Le nom de Victor Janusz revint soudain traverser son esprit et le fit tressaillir. Qui était ce Janusz ? Ses pensées prirent un nouveau tour. Un doute inexplicable s’insinua en lui. Il revit en accéléré le film de ces derniers jours. Sa passion – son obsession – pour le patient Bonfils. Sa rage à découvrir qui il était vraiment. Sa détermination à éclaircir ce cas, coûte que coûte. Pourquoi s’investissait-il à ce point, lui qui avait décidé de se tenir à distance ? Pourquoi tant d’énergie pour comprendre le trouble mental du cow-boy ?

Cette fois, le doute mina en lui toute certitude. Et s’il n’était pas lui-même ce qu’il prétendait être ? S’il était un « voyageur sans bagage » ?

Un homme en pleine fugue psychique ?

Il haussa les épaules, se frotta le visage comme on froisse un projet de lettre avant de la jeter au panier. Cette idée était absurde. Il s’appelait Mathias Freire. Il était psychiatre. Il avait exercé à Villejuif. Il avait enseigné à Sainte-Anne, à Paris. Il ne pouvait mettre en doute sa propre lucidité au premier inconnu qui le prenait pour un autre.

Il releva la tête. Daniel Le Guen lui envoya un clin d’œil. Toujours cette complicité insupportable. Le type paraissait sûr de son coup. Il avait retrouvé Victor Janusz… Mathias frémit. Il savait maintenant où il avait entendu ce nom. C’était celui du clochard dont on avait retrouvé les empreintes dans la fosse de la gare Saint-Jean. Le suspect numéro un dans l’affaire du Minotaure.

Freire sentit une poussée de sueur sur son visage. Des tremblements le secouèrent des pieds à la tête. Et si le gars d’Emmaüs avait raison ? S’il était Victor Janusz, en pleine fugue psychique ?

— Impossible, murmura-t-il. Je suis Mathias Freire. Diplômé de la faculté de Médecine. Psychiatre depuis plus de vingt ans. Professeur à la faculté de Sainte-Anne. Chef de service au CHS Paul-Guiraud, à Villejuif. Responsable de l’unité Henry-Ey au CHS Pierre-Janet de Bordeaux…

Il s’arrêta quand il s’aperçut qu’il chuchotait ces mots en se balançant d’avant en arrière, à la manière d’un musulman répétant ses sourates. Ou d’un schizophrène en pleine crise. Il avait l’air d’un fou et les autres passagers lui lançaient des regards de plus en plus gênés.

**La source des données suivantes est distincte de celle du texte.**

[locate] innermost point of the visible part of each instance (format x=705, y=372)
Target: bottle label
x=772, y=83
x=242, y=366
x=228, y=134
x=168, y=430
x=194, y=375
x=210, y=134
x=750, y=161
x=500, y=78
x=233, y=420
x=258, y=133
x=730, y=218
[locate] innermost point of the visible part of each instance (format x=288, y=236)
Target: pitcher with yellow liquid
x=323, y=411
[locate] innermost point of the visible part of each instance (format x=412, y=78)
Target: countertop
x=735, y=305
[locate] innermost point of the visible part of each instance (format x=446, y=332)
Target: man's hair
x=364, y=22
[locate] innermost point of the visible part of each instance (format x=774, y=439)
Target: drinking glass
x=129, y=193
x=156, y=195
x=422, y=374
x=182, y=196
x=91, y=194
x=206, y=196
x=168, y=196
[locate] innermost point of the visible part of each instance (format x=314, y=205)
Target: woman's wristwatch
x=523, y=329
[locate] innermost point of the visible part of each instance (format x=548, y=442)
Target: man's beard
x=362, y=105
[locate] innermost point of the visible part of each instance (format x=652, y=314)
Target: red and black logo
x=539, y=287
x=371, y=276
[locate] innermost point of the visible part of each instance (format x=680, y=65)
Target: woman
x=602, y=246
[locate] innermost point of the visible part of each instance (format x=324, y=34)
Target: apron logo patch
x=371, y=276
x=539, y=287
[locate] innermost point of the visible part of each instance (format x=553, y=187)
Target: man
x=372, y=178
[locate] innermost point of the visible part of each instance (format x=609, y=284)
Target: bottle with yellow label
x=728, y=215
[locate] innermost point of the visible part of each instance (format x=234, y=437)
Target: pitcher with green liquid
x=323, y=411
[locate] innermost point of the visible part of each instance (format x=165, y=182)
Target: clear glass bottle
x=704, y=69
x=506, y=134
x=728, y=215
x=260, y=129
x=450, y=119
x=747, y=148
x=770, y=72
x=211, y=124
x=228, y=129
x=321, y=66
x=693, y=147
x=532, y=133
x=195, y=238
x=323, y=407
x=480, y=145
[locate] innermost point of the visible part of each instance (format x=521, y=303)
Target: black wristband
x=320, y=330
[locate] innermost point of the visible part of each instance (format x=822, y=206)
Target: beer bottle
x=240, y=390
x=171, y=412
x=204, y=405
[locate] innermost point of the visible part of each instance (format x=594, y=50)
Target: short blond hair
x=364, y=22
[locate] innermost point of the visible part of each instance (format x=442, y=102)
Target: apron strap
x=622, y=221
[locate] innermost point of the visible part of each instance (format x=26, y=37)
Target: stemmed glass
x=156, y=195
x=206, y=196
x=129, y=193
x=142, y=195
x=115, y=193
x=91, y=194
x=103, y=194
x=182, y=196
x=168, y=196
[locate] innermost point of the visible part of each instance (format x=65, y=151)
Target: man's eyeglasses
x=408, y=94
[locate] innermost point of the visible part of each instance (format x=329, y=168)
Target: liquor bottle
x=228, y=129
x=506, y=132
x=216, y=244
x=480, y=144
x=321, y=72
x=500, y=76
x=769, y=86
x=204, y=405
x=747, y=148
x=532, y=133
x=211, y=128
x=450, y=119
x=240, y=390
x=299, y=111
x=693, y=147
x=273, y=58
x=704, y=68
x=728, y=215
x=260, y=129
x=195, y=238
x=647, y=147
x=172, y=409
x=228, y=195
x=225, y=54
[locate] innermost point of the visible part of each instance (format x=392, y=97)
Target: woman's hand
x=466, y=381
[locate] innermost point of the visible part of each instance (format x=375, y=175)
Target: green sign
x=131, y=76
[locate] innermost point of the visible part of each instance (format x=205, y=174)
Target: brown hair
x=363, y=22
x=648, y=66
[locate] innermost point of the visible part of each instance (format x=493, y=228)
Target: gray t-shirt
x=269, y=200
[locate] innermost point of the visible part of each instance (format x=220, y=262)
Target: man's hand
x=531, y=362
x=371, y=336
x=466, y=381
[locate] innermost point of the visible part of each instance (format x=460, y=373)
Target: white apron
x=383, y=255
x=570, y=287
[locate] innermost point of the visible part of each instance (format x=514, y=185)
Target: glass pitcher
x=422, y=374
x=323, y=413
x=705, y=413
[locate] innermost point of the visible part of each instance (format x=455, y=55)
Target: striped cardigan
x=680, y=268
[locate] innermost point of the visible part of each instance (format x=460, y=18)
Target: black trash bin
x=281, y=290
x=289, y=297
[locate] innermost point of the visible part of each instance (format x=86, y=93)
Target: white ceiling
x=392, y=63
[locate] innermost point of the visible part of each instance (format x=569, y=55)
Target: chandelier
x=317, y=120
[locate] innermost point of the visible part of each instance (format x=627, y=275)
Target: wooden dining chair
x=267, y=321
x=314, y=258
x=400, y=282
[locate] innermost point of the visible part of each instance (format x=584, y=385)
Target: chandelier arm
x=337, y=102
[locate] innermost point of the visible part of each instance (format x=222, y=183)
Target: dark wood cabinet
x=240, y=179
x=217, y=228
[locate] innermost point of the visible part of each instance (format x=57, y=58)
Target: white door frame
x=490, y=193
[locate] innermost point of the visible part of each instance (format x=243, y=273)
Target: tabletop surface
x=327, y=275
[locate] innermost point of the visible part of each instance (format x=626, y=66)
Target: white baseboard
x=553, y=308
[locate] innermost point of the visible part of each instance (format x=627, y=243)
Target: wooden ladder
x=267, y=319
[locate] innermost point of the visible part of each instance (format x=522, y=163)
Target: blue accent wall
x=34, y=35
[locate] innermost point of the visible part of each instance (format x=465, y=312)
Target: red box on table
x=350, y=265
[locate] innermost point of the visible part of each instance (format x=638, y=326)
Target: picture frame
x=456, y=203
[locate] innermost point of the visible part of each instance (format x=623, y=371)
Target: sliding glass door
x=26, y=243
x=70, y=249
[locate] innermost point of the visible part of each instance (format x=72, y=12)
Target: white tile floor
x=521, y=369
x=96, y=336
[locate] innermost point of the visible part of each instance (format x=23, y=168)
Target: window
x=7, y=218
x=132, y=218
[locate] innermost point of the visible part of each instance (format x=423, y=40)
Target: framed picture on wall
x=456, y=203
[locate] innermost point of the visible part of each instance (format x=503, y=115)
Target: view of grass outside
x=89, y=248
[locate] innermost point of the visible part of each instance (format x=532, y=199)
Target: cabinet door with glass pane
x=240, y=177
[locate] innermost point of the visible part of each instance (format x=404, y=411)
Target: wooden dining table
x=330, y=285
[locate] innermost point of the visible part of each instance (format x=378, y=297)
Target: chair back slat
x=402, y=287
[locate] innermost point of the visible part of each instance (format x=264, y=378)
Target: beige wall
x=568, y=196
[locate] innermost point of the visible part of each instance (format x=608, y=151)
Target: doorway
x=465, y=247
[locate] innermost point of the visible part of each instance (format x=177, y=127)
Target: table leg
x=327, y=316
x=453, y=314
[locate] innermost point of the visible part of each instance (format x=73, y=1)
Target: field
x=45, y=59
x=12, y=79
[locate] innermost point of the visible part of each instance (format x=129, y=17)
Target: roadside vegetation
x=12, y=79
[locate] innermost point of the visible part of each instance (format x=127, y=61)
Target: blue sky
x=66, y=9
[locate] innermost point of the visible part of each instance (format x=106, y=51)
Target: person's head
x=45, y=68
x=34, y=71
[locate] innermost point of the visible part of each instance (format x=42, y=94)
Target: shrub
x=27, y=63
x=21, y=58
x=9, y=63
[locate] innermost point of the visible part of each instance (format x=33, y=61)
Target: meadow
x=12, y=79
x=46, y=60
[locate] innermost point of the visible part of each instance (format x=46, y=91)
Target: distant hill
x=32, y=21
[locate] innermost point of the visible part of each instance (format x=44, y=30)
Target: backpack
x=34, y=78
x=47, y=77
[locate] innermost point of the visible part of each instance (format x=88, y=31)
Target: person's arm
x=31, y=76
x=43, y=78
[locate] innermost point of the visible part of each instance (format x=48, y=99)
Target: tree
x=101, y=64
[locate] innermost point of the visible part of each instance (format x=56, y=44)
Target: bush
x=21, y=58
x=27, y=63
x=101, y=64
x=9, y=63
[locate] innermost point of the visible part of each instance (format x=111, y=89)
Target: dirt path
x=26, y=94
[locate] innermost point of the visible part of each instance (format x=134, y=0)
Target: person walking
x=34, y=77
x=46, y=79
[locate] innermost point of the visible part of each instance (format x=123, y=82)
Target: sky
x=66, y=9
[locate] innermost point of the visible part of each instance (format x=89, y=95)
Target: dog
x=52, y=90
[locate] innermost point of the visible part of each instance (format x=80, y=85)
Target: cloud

Sa logique craqua encore. Patrick Bonfils aussi était capable d’énumérer des détails sur sa vie passée. N’éprouvait-il pas lui-même des difficultés à se souvenir de moments personnels ? d’instants vécus ? N’était-il pas trop seul pour être honnête ? Sans amis ni famille ? Son cerveau n’était-il pas étrangement porté sur l’abstraction, les généralités ? Jamais de chair, jamais d’émotion…

Il secoua la tête. Non. Il avait des souvenirs. Anne-Marie Straub par exemple. Un truc pareil, ça ne s’inventait pas… Freire s’immobilisa. Les coups d’œil autour de lui se multipliaient. Il se rencogna contre la paroi de la voiture. Une fugue psychique. Une imposture radicale. Peut-être l’avait-il toujours senti…

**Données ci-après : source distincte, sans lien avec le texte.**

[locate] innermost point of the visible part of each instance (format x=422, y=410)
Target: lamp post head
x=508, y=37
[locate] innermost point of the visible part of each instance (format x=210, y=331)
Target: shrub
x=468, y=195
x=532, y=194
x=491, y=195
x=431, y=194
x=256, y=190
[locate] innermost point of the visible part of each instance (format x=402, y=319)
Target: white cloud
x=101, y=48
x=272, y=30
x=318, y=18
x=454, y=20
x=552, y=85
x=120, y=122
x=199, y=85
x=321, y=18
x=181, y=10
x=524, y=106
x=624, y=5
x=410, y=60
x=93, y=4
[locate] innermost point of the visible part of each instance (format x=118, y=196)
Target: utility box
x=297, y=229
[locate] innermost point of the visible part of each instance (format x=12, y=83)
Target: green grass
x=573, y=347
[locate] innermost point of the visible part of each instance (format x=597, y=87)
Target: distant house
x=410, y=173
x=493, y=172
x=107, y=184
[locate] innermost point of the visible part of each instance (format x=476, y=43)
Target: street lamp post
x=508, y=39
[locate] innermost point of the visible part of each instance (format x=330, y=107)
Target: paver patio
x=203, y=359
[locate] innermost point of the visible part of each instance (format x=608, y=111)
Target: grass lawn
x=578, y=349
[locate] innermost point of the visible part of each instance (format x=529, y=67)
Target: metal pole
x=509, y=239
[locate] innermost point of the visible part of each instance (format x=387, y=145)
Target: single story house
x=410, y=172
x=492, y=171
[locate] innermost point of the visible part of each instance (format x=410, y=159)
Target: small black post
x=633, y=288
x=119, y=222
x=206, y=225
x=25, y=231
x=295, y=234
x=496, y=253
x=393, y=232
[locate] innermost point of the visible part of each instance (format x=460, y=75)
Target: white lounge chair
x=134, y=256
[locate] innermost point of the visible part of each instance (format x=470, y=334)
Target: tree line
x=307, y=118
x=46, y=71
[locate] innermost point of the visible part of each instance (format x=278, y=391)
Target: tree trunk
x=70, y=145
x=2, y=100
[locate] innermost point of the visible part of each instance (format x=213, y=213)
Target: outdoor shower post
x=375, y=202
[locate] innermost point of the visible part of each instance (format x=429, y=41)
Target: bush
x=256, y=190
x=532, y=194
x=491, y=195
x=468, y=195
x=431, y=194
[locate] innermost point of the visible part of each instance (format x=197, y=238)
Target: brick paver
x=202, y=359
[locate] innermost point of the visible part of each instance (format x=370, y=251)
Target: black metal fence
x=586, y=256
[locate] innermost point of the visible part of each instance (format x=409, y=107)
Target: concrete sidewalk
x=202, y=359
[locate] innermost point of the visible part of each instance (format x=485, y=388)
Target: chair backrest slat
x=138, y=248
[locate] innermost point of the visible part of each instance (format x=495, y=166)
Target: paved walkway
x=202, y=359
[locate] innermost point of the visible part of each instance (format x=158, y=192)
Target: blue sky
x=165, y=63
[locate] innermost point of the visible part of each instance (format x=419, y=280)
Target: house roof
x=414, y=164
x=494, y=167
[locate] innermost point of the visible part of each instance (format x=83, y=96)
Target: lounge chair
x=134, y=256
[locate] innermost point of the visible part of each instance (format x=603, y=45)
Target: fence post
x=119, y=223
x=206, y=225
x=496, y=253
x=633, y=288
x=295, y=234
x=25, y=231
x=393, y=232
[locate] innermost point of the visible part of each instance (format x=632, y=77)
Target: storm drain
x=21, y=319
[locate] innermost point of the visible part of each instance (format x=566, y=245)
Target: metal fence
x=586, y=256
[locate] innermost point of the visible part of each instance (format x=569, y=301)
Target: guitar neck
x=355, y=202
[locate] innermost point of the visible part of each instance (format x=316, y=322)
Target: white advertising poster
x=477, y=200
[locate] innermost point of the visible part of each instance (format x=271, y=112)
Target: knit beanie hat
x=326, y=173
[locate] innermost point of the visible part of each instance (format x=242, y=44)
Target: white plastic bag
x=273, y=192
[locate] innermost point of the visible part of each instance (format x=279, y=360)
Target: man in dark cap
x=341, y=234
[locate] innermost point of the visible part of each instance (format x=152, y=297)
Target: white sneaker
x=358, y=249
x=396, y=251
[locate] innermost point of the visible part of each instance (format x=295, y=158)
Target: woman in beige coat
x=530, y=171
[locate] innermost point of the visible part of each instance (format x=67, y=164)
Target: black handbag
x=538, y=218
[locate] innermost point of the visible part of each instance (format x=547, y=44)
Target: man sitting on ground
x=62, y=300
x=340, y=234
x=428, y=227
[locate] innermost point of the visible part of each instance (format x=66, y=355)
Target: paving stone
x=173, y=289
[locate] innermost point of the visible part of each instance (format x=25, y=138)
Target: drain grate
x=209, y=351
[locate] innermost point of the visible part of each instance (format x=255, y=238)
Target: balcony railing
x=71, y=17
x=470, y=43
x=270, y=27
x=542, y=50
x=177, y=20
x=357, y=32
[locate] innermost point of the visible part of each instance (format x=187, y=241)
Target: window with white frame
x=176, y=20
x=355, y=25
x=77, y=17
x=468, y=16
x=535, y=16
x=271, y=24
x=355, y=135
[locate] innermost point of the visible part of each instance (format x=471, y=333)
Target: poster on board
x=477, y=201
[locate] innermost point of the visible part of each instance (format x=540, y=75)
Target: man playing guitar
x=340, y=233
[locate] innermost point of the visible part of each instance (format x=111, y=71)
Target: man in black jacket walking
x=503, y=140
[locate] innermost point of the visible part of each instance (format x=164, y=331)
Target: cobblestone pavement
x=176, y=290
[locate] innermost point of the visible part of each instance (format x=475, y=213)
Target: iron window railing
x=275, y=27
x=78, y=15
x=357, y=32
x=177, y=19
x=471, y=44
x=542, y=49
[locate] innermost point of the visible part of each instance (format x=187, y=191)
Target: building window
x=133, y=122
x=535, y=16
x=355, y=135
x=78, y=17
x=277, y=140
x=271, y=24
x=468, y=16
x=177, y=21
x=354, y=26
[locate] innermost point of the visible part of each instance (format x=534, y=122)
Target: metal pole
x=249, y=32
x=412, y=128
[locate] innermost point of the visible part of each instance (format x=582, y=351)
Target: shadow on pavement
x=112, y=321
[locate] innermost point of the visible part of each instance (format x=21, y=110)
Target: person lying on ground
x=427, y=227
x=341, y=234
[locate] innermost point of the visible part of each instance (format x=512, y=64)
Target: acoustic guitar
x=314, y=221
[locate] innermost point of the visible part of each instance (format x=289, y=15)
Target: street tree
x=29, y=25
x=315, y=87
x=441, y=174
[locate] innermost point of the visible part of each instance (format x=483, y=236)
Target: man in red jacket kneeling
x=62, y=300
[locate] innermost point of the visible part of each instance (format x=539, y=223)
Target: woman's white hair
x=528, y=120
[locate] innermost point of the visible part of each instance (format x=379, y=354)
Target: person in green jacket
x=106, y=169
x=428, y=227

Le train stoppa. Arrivée en gare de Biarritz. Des voyageurs se levèrent.

— Vous savez jusqu’où va ce train ? demanda-t-il.

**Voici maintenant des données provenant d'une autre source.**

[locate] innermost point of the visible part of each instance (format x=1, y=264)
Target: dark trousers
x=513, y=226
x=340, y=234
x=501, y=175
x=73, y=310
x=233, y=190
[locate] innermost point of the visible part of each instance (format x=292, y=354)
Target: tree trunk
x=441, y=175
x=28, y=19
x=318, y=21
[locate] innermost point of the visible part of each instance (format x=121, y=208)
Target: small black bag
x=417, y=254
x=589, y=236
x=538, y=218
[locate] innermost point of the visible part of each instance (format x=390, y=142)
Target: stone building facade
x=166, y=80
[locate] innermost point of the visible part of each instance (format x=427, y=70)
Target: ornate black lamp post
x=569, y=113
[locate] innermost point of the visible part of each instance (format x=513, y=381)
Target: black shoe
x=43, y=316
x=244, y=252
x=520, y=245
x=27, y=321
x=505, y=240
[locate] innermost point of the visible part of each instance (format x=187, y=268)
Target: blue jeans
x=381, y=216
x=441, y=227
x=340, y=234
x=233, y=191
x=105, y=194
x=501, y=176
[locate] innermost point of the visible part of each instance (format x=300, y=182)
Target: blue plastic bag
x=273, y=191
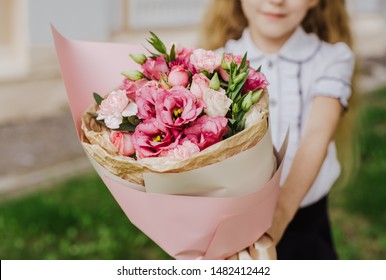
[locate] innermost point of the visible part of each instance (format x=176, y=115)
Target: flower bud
x=133, y=75
x=256, y=95
x=224, y=64
x=240, y=77
x=139, y=58
x=215, y=82
x=247, y=102
x=235, y=108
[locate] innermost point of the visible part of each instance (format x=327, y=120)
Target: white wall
x=78, y=19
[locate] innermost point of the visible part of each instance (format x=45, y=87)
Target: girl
x=303, y=48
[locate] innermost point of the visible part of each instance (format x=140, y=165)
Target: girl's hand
x=262, y=249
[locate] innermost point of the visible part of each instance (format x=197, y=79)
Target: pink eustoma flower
x=122, y=141
x=152, y=138
x=146, y=100
x=206, y=131
x=178, y=76
x=255, y=81
x=154, y=68
x=177, y=107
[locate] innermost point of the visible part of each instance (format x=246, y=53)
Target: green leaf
x=157, y=43
x=172, y=56
x=98, y=99
x=244, y=61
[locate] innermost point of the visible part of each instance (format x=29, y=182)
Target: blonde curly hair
x=329, y=20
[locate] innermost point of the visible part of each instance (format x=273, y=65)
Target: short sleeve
x=335, y=78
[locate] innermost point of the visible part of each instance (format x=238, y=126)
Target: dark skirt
x=308, y=236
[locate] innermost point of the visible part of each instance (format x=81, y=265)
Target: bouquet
x=183, y=142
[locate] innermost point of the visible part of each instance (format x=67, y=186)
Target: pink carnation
x=206, y=131
x=227, y=59
x=185, y=150
x=152, y=138
x=205, y=60
x=199, y=85
x=178, y=76
x=122, y=141
x=114, y=107
x=132, y=86
x=177, y=107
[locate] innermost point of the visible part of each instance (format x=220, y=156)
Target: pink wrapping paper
x=186, y=227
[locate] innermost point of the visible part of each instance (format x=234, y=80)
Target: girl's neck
x=269, y=45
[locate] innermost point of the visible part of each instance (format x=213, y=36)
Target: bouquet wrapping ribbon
x=186, y=227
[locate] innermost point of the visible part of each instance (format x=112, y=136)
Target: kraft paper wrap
x=186, y=227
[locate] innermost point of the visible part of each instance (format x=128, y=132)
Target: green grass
x=359, y=209
x=79, y=219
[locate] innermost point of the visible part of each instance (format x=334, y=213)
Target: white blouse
x=304, y=67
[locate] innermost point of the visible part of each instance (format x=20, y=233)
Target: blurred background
x=52, y=203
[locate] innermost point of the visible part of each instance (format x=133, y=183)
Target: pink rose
x=255, y=80
x=152, y=138
x=178, y=76
x=177, y=107
x=122, y=141
x=154, y=68
x=132, y=86
x=114, y=107
x=206, y=131
x=205, y=60
x=185, y=150
x=199, y=84
x=146, y=99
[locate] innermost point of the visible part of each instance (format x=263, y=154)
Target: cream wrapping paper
x=186, y=227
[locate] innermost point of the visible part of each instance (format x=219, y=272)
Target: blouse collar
x=300, y=47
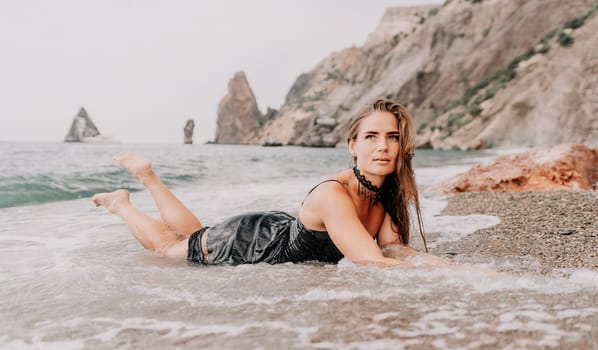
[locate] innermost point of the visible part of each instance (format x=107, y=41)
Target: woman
x=353, y=214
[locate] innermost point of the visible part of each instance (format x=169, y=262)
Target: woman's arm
x=391, y=246
x=337, y=211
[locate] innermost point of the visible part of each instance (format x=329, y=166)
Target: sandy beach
x=539, y=231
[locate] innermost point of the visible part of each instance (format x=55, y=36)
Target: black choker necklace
x=366, y=188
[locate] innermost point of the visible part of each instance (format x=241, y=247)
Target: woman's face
x=377, y=144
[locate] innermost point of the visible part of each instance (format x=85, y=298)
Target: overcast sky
x=142, y=68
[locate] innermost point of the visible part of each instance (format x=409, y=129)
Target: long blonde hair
x=399, y=190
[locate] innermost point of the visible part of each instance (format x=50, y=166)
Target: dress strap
x=316, y=186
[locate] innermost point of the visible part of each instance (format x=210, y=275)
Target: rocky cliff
x=474, y=74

— Bordeaux. La gare Saint-Jean.

Daniel Le Guen était descendu de la voiture. Ce simple fait le soulagea. Il existait un moyen tout simple pour savoir qui il était vraiment. Vérifier ses papiers. Ses diplômes. Ses cartons. Son passé. Il obtiendrait confirmation qu’il était bien Mathias Freire. Qu’il n’avait rien à voir avec le dénommé Victor Janusz, clochard soupçonné de meurtre.